Norwegian Air’s proposal will dilute shareholders already counting their losses after Covid-19 ruined the company’s efforts to return to profitability. The plan calls for creditors, including aircraft lessors and suppliers, to convert as much as 44.5 billion kroner ($4.3 billion) in debt in order to meet government terms for the carrier to access a state aid package, and for a private placement.
In the first trading in Oslo since the plan was announced last week, the shares suffered their biggest drop and fell to the lowest level since Norwegian Air’s listing in 2003. The decline was 37% by 10:56 a.m. local time. The company was placed under special observation, a move used when a security’s valuation is particularly uncertain.
“Norwegian is at the end of the line,” Sanford C. Bernstein Ltd. analyst Daniel Roeska said in a note to clients before the market opened. Though there’s still hope for the airline, the situation is “lose-lose” for shareholders, he said, downgrading the stock to underperform with a target price of zero.

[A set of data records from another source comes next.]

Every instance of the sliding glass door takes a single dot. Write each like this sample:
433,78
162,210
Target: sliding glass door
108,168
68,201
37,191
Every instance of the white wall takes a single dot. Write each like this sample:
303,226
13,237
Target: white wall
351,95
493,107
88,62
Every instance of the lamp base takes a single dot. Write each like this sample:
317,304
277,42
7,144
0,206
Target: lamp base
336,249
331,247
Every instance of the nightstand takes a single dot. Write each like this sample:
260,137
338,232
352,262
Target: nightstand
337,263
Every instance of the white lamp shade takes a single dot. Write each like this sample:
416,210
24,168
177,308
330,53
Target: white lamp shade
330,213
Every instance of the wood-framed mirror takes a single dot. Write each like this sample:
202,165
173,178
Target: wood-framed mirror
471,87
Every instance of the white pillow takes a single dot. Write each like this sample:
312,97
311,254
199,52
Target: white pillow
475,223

Widespread restrictions on travel due to the novel coronavirus destroyed Norwegian’s target of returning to profitability this year, after it deployed sweeping measures to cut costs and reduce capacity following years of debt-fueled growth. The company’s fleet is now largely grounded.

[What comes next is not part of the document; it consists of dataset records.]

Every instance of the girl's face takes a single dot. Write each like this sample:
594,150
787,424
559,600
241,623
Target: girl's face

Norway’s government last month offered loan guarantees to airlines, including 3 billion kroner for Norwegian Air. But the aid came with strict terms: the company has only qualified for a tenth of it for now, and needs to improve its equity ratio to access the rest. While the government views airlines as important infrastructure, it pointed to Norwegian’s high indebtedness before the crisis and said it doesn’t see state support as an option unless other stakeholders also make an effort.
Norwegian had total debt of about $7.5 billion at year end, with more than $800 million coming due this year. The company is now negotiating conversion of more than half of its debt before putting the plan to a vote at an extraordinary general meeting on May 4.
The company is also asking shareholders to approve a private placement of as much as 400 million kroner, which would be the fourth in two years. In interviews in local media this week, Chief Executive Officer Jacob Schram asked equity investors to stick with the company, arguing there was “significant upside” ahead.